South West England packs a punch when it comes to natural attractions—two national parks, four UNESCO sites, and more Areas of Outstanding Natural Beauty than any other region. The idyllic coast and countryside of Cornwall, Devon, Dorset, and Somerset offer plenty of perfect places to pitch a tent whether you fancy a site near the sea or a rural retreat. Seaside resorts and surf breaks await along the rocky shores of Cornwall and Devon, while inland is prime for hiking, biking, and horse riding across the moorlands of Exmoor and Dartmoor. Add in the usually warmer weather of the south and it’s no wonder that so many campers holiday in South West England. Summer is peak season for coastal campers, but many choose to return to admire the fall foliage or spring wildflowers. Winters are wet and windy but milder than elsewhere in the UK, making it a safe bet for campervan and caravan trips. South West England is a region well worth exploring—and a camping holiday is the perfect way to do it.
The enigmatic ruins of Stonehenge draw crowds to Wiltshire, and attending the Summer Solstice celebrations is a bucket-list must for adventurous campers. If glamping and gastro-pubs is more your style, nowhere does idyllic countryside quite like the Cotswolds, with its rolling green hills, honey-coloured stone cottages, and numerous celebrity residents. To the south, hikers can also set out along the legendary Offa's Dyke Path, a National Trail that runs between England and Wales.
The cities of Bristol and Bath are the gateway to the rural regions of Somerset and Dorset, where the beach is never more than a few hours’ drive away. Some of the best hiking and camping is found in the Exmoor National Park, but equally rewarding is a hike through the Cheddar Gorge. More than 40% of Dorset is designated as an Area of Outstanding Natural Beauty, so it’s not hard to find a pretty pitch. Set up camp near the beach (sandy favourites include Weymouth and Bournemouth) or in the wide-open Dorset countryside. In Somerset, great campsites sit on its 40-mile stretch of coast (try Minehead, Weston-super-Mare, or the start of the South West Coastal Path), but even more lie inland. The Somerset Levels and Moors make up a flat landscape of fertile low-lying land perfect for farm and meadow campsites, while the Mendips, Blackdown Hills, and Quantocks are all Areas of Outstanding Natural Beauty.
With a north and south coast, plus a whole lot of countryside sandwiched in between, Devon’s sea views and hillside hikes make prime terrain for outdoor enthusiasts on camping holidays. Explore the wild landscapes of the Exmoor and Dartmoor national parks, where native ponies roam freely across the moors. Continue to the south coast to discover the Jurassic Coast, stopping at the port towns of Torquay and Brixham or surfer-friendly beaches like Croyde and Woolacombe, and don’t forget to try some traditional English scones, served with jam and Devonshire clotted cream. Like neighbouring Cornwall, Devon has plenty of campsites for experiencing the charms of both coast and country.

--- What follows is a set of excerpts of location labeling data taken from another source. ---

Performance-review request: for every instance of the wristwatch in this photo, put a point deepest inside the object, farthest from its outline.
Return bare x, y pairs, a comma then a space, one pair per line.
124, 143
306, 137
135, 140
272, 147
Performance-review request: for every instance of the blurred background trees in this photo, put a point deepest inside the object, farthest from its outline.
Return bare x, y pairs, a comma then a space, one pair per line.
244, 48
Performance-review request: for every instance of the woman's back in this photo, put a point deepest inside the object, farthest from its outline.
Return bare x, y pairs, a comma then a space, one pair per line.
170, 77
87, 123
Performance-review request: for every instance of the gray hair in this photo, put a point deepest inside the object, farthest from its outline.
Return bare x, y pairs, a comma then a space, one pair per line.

Soaring sea cliffs, tranquil fishing villages, and blue flag beaches provide the backdrop for hiking, camping, and exploring in Cornwall. Check into a beachfront campsite along the Cornish Riviera, try a countryside farm campsite instead, head to the surf mecca of Newquay on the north coast, or escape the crowds on the Isles of Scilly. Other must-dos include a visit to Land’s End, the westernmost point of mainland Britain, and a hike along the South West Coast Path. During a Cornwall camping holiday, you can get a taste for this fiercely independent county with Cornish pasties, cream teas, and ice creams. On days out from your campsite, visit the most westerly point of the British mainland at Land’s End or the most southerly point on the Lizard peninsula.